Theodore Thomas MacDonald established T. T. MacDonald in London in 1938, to publish cheap hardback editions of novels. A printing company, Purnell and Sons, took over the firm in 1940, and in October 1942 it became Macdonald and Company (Publishers). Some popular novels published by Macdonald achieved outstanding commercial success, notably Kathleen Windsor's Forever Amber in 1945, and many of the novels of Catherine Cookson. During the 1950s and 1960s the company greatly expanded its publishing lists by purchasing a number of other publishing houses, including Sampson, Low, Marston and Company. While continuing its traditional line of fiction, the company also became a general hardback publisher. In 1973 a paperback subsidiary, Futura, was founded.
MacDonald was the first publisher of the early work of Randolph Stow, and had a best-seller with Colleen McCullough's The Thorn Birds in 1977.

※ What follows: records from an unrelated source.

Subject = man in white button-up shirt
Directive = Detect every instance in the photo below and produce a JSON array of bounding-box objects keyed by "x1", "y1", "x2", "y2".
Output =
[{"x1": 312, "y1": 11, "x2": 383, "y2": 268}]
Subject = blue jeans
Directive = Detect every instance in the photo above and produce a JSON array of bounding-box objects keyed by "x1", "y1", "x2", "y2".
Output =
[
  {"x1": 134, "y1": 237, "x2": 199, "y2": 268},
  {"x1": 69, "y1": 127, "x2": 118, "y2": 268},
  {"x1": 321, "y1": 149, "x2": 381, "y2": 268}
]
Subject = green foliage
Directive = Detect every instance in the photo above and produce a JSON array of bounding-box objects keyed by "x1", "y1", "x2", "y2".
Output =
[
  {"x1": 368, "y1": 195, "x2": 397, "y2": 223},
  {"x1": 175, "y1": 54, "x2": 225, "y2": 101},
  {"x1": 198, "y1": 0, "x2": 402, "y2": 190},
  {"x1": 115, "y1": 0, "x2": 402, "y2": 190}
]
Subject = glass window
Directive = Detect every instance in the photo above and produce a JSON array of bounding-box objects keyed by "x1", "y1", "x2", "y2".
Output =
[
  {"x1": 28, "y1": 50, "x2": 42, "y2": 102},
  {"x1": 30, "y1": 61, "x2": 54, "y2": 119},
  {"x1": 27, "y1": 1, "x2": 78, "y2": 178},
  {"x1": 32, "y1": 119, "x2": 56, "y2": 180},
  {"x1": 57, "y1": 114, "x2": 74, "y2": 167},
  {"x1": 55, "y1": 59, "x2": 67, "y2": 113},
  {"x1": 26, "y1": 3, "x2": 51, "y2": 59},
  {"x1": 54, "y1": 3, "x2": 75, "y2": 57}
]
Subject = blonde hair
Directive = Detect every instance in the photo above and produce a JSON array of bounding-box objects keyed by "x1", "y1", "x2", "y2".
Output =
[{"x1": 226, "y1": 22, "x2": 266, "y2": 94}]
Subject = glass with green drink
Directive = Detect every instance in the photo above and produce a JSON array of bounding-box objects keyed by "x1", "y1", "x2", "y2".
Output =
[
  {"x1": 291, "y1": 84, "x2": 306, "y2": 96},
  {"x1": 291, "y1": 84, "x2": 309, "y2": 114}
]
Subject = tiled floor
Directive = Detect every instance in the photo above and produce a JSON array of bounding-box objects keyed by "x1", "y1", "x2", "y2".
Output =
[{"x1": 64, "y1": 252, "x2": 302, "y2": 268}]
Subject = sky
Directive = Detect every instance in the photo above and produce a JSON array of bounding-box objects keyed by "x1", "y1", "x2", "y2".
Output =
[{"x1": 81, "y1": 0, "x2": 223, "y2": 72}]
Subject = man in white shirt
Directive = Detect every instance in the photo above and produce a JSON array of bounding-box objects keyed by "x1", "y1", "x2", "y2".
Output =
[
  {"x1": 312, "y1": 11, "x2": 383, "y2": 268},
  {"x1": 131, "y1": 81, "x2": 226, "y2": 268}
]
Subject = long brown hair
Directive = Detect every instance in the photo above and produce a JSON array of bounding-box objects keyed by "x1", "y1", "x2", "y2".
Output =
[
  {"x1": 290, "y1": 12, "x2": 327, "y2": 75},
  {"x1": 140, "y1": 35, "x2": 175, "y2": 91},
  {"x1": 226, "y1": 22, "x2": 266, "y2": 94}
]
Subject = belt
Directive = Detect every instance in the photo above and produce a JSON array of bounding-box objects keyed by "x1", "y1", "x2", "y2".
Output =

Purnell merged with Hazell Sun in 1964 to become the British Printing Corporation (BPC), the parent company for its publishing interests. Robert Maxwell took over BPC in 1982, which in 1987 became Maxwell Communication Corporation (MCC) and Maxwell Pergamon Publishing Corporation (MPPC, from 1991 Maxwell Macmillan Publishing Corporation). Macdonald continued as a general hardback publisher, and as a paperback publisher with the imprints Futura, Optima, Orbit, Sphere, Cardinal and Abacus. With the dissolution of the Maxwell publishing empire in 1992, these imprints ceased or were scattered among other publishing groups.